# Tim Wells of Relentless Pursuit in AZ



## JTKillough (May 4, 2010)

I know for a fact that this happens to every hunter out there, but have you ever watched a hunting tv show and said to yourself, "Hey, that country looks just like where I hunt!" Well, it happened to me today while watching Relentless Pursuit. Tim and his buddy were hunting here in Arizona for predators and Coues deer. After getting a few fox sets done, the camera started to pan around at some of the scenery, and low and behold, that country sure looked familiar. I backed up the video and hit pause on the recorder, went to my home office and brought up a picture that I took off Klondike Rd., and sure enough, a perfect match. Crazy. Weirder yet is the fact that I recognized the country right off, as soon as I seen it. I guess good hunting spots tend to get embedded in the mind. Tim and his buddy managed to take some coyote with bow and arrow, and fox with the rifle, out of the area. Nice work. If you get the opportunity to watch the episode, check it out. And be sure to embed that skyline into the mind for some great hunting.


----------



## azpredatorhunter (Jul 24, 2012)

Nice JTK... well if your good with it.


----------



## JTKillough (May 4, 2010)

I'm good with it. I would hardly think that Tim and myself are the only hunters hitting that spot. Just look at that picture.
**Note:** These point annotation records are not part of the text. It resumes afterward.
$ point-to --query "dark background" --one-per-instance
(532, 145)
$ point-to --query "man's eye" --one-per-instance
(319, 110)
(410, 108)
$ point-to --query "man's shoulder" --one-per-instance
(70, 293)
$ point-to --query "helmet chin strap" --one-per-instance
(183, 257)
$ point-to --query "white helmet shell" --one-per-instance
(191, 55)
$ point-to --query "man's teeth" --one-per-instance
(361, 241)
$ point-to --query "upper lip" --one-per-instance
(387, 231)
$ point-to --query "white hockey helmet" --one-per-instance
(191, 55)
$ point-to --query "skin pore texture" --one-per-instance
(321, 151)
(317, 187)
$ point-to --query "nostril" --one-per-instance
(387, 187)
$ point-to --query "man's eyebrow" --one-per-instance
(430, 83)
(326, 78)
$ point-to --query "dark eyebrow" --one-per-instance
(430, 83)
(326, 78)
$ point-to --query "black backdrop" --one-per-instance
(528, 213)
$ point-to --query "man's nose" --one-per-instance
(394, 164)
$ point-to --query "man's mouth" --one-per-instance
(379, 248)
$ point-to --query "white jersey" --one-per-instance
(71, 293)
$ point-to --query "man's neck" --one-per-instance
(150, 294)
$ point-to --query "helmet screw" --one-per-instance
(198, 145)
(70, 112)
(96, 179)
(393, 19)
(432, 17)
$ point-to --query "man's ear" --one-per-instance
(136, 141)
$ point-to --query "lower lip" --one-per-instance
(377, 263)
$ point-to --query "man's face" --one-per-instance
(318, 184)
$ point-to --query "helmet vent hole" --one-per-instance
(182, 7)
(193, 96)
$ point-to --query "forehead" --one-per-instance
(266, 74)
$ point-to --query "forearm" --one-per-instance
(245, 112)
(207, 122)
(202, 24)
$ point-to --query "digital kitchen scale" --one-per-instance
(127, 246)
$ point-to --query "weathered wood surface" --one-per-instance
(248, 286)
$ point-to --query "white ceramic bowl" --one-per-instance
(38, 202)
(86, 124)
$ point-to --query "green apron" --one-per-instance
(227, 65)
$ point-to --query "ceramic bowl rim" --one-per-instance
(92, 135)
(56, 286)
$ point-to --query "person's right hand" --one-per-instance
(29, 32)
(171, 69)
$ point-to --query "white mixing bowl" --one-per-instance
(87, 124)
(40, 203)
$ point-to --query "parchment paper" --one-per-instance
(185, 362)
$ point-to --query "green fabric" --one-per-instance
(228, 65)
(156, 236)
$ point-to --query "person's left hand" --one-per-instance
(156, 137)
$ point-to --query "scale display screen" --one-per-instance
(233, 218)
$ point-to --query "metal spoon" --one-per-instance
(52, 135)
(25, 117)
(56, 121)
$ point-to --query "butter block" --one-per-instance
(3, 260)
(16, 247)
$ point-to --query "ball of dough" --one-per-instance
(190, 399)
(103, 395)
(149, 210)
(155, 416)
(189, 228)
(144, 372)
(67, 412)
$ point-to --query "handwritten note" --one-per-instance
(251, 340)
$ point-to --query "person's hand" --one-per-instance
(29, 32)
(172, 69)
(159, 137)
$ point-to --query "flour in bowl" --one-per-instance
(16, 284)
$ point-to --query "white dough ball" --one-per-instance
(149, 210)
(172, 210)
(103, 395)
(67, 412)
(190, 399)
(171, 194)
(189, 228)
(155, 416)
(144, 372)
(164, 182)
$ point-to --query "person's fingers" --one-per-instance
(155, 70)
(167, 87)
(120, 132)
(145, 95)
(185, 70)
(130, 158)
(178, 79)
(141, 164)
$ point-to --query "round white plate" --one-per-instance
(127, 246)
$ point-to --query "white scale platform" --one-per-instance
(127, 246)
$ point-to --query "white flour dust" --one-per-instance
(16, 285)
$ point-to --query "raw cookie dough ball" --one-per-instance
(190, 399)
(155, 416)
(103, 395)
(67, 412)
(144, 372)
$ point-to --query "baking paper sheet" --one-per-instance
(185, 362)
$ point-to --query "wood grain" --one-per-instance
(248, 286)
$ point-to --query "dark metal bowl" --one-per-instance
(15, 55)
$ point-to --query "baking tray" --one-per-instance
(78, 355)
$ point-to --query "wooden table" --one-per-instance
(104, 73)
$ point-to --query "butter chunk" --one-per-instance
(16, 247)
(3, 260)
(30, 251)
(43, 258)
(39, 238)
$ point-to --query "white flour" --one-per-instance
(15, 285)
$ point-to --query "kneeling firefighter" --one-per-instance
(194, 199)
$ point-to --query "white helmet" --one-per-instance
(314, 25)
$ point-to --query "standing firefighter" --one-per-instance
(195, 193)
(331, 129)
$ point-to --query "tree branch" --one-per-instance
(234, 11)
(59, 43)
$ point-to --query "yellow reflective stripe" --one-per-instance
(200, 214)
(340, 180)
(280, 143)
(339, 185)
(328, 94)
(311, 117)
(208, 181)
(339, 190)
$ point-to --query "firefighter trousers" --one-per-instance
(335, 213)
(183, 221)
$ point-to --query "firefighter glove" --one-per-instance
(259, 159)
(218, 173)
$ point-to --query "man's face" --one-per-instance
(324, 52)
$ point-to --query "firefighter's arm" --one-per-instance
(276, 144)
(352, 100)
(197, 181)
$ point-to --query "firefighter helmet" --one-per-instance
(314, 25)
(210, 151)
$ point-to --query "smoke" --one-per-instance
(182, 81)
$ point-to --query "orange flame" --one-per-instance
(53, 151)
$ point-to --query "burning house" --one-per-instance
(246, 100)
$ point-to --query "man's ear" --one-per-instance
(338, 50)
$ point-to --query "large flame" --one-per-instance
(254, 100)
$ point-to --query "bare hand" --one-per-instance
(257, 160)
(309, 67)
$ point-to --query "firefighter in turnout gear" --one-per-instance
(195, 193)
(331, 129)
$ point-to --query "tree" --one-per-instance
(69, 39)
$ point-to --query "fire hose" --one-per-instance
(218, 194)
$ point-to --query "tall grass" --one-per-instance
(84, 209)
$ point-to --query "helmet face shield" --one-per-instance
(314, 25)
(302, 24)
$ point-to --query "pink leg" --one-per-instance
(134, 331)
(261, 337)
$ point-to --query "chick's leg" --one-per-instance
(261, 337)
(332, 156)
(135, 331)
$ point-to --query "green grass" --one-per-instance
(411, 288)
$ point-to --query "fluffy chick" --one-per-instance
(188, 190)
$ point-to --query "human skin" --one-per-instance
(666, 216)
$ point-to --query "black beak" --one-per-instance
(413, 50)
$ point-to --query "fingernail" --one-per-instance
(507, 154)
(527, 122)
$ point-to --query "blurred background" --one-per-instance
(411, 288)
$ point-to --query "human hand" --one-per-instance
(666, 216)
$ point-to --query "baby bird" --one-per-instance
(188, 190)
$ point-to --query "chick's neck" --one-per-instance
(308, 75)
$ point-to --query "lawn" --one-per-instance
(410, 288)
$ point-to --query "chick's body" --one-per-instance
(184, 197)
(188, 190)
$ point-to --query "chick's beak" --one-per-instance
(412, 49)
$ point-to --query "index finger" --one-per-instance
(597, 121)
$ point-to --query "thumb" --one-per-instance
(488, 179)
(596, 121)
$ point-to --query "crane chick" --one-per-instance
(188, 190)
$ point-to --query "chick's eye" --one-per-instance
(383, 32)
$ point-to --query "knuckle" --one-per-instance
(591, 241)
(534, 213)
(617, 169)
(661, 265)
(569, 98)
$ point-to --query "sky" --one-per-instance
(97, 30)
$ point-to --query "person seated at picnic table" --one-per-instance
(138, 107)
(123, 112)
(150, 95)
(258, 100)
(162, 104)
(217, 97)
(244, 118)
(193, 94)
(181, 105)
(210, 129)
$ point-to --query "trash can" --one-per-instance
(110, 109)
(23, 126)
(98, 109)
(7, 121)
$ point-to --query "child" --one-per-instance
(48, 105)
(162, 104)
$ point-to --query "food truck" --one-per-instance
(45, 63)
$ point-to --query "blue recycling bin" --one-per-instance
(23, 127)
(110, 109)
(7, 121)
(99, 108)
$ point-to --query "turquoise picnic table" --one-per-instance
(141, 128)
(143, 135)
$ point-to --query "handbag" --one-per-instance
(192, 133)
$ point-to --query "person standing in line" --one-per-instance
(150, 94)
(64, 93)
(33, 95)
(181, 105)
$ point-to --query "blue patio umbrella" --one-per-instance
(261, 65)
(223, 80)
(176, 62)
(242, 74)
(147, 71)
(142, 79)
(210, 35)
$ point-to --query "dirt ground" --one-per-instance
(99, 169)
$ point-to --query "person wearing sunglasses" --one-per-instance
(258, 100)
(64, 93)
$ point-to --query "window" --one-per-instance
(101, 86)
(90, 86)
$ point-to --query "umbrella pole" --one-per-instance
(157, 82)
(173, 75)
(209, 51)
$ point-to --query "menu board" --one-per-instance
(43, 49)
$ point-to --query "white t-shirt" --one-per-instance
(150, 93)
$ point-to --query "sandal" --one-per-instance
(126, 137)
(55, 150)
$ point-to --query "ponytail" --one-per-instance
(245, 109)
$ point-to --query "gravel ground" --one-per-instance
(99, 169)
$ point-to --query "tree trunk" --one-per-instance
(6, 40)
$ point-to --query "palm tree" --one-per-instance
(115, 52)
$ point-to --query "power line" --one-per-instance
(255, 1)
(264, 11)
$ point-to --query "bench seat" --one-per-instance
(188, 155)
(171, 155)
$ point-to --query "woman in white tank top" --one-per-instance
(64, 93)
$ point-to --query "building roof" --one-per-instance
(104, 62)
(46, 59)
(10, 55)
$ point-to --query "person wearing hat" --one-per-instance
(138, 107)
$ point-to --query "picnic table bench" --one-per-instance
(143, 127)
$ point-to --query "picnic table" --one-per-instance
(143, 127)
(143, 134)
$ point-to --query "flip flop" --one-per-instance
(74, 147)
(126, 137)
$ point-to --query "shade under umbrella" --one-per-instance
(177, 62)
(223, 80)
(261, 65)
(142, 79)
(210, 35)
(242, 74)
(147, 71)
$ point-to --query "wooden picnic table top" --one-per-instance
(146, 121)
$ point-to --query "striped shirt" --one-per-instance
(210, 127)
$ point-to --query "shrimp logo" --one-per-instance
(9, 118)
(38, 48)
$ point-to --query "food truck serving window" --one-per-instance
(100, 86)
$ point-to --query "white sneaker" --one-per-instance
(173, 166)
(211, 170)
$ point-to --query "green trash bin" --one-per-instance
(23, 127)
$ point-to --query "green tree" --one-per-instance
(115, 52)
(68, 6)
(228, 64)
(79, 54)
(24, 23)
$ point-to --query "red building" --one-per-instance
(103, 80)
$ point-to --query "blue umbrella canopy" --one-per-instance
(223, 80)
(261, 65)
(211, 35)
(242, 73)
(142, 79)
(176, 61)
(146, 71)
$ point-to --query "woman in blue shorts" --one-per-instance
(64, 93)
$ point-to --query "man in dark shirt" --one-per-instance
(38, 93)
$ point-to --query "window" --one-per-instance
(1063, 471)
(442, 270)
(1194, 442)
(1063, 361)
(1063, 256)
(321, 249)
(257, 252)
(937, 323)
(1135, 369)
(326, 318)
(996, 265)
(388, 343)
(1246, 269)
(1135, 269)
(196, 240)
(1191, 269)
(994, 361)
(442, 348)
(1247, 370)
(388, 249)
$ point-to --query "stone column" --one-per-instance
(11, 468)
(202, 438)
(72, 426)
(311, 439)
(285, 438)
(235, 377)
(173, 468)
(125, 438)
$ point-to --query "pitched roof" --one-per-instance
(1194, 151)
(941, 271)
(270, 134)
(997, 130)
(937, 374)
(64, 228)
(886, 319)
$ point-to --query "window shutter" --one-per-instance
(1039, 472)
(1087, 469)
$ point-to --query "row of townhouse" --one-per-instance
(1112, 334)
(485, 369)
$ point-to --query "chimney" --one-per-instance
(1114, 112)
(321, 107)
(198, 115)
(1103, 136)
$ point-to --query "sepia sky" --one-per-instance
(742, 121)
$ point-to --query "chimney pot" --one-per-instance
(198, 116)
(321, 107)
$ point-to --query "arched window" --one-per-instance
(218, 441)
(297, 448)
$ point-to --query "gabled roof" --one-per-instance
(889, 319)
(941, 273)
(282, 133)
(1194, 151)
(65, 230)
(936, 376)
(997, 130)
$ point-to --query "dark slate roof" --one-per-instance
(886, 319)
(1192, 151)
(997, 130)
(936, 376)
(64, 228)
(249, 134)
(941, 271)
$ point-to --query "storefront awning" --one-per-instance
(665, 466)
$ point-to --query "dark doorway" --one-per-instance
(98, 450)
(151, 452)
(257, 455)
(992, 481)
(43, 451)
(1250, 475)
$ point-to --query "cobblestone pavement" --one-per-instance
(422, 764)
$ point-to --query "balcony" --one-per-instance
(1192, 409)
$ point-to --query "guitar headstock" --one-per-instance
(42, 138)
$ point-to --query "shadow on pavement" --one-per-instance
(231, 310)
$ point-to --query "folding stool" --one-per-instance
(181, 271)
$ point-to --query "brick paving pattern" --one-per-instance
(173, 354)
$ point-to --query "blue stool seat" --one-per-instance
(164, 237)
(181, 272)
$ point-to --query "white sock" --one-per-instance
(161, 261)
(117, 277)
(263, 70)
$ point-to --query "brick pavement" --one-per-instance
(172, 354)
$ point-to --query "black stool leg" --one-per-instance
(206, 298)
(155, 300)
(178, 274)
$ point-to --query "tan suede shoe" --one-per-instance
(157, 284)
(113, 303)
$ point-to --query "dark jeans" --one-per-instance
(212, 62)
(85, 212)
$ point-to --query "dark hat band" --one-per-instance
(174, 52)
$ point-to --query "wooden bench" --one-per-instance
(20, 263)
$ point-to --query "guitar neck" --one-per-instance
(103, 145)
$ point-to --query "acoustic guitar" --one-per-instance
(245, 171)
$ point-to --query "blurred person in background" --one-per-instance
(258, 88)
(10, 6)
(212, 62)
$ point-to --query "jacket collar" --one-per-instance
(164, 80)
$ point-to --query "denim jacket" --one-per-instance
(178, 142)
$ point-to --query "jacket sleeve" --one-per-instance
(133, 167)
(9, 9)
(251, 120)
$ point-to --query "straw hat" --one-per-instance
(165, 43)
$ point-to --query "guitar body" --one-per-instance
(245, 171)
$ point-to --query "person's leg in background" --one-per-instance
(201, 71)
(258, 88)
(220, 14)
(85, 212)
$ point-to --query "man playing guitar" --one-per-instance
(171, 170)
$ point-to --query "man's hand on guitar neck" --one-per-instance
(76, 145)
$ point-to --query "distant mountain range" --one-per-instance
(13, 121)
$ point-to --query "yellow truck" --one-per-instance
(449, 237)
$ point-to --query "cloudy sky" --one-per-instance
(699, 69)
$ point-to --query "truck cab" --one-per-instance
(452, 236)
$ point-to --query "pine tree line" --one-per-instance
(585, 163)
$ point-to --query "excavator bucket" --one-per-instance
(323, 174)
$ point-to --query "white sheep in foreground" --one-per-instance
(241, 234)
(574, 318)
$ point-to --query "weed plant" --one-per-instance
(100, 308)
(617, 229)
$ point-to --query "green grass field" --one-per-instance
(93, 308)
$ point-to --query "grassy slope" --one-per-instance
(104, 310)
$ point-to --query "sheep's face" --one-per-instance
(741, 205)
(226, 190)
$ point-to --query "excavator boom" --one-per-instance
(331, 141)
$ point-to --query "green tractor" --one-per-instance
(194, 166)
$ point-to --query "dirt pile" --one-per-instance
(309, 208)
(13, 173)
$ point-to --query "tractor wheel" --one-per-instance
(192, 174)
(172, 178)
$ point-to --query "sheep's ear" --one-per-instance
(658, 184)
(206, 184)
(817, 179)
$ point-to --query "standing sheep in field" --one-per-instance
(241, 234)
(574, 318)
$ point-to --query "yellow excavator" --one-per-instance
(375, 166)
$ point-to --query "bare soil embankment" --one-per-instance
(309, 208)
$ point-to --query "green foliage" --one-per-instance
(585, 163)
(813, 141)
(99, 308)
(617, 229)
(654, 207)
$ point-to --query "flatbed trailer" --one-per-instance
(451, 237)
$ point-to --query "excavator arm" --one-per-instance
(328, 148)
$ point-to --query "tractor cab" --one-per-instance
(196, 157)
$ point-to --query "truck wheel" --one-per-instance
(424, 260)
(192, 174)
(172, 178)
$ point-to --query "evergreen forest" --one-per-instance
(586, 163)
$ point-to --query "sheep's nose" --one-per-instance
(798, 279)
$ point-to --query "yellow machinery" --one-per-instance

How could you pass that up!


----------



## bar-d (Feb 3, 2010)

Purdy country JT.


----------



## hassell (Feb 9, 2010)

Yes there are others who can identify good hunting terrain when they see it. Nice pic..


----------



## glenway (Mar 27, 2011)

Glad he made a full recovery after almost killing himself with his spear. Looks like lots of space for the 2 of you.


----------



## azpredatorhunter (Jul 24, 2012)

I hear you... I've seen more coyotes killed on the road where I hunt than I've shot in the same area.


----------



## JTKillough (May 4, 2010)

That looks like it ought to be crawling with coyote! Secret to high highway kill areas: Hunt close to road. Stay within a half mile to mile from the highway. Coyotes like to patrol along the highway searching and listening for run over meals. A lot of coyotes literally live off that highway. Oops, I just spilled the beans on another of those secret tactics. Damn, there goes my big fat mouth again. I just can't keep a secret!


----------



## azpredatorhunter (Jul 24, 2012)

JTKillough said:


> That looks like it ought to be crawling with coyote! Secret to high highway kill areas: Hunt close to road. Stay within a half mile to mile from the highway. Coyotes like to patrol along the highway searching and listening for run over meals. A lot of coyotes literally live off that highway. Oops, I just spilled the beans on another of those secret tactics. Damn, there goes my big fat mouth again. I just can't keep a secret!


 JTK, funny you said that. When Glenway aka Glen was here we made our first stand off the highway near a water tank, nothing showed but I was planning on making a few more stands along the highway where I know no one goes, Glen thought it was to noisy and want to go farther away... I am going to call there the next time I go.


----------



## prairiewolf (Feb 19, 2012)

I agree , hunt close to Highways. I have killed a lot of coyotes sitting just across the fence running along Hwy 260 going to Show Low. There are a lot of hunters out there that thinks it is to noisy, but they are wrong, lol

That is also a place they dont pay as much attention to a vehicle parked. I still park a few hundred yards from where I call but dont worry about hiding it.


----------



## Mark Steinmann (Jan 28, 2014)

I'm in the same boat. Killed quite a few off the highway very close to the road (200 yards or so). In my experience those "highway yotes" come in pretty hard & quick!

Mark

Sent from my SM-G935V using Tapatalk


----------



## Larry (Dec 2, 2010)

Funny you mention highways, when trapping I put traps within a few hundred feet of highways. Add a drag and you don't draw attention to your catch. As JT said "Coyotes like to patrol along the highway searching and listening for run over meals"


----------